The Minab school attack is comparable to some of the worst mass-casualty incidents of past US wars, including the 2017 Mosul airstrike that killed at least 105 civilians, the 2015 Kunduz hospital airstrike that killed 42 people, and the 1991 Amiriyah shelter bombing that killed over 400 Iraqi civilians.
Despite US officials' claims that the investigation into the Minab atrocity is still ongoing, media reports indicate that it has been completed. Preliminary results suggest the attack occurred because the US used outdated targeting data.
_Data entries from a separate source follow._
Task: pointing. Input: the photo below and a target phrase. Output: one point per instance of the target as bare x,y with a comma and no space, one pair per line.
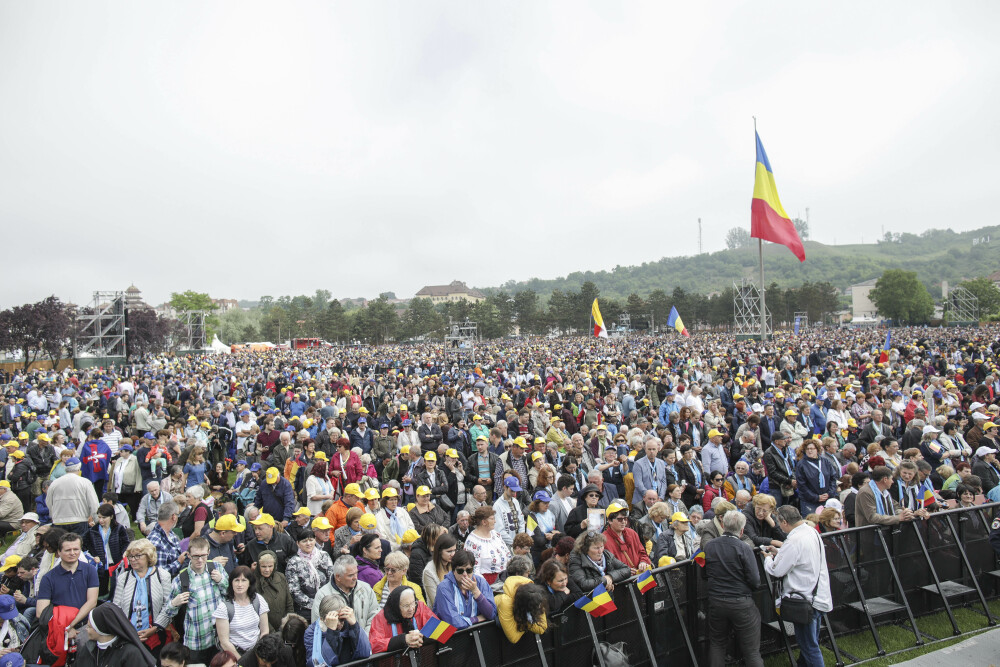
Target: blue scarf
819,470
140,613
879,500
697,473
317,655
According to these findings, the targeting data had not been updated, and military officials continued to revalidate the site as a legitimate target for bombing.
Wes Bryant, a former US Air Force special operations targeting expert and former chief of civilian harm assessments at the Pentagon, said his few remaining colleagues overseeing civilian harm reduction had been prevented from seeing the preliminary results of the investigation.
"I believe Hegseth and Trump are both going to do everything they can to suppress this investigation," he said. "So, even if there is one really sitting there, it's not getting out any more, unless we have a brave whistleblower".
he former US official also said that the strikes in Iran, which have killed thousands of civilians, are a sign of rising "aggregate harm" that the United States is willing to accept as part of a culture pointing to "pure negligence and recklessness, and also to a degradation of culture at senior leadership levels in the military".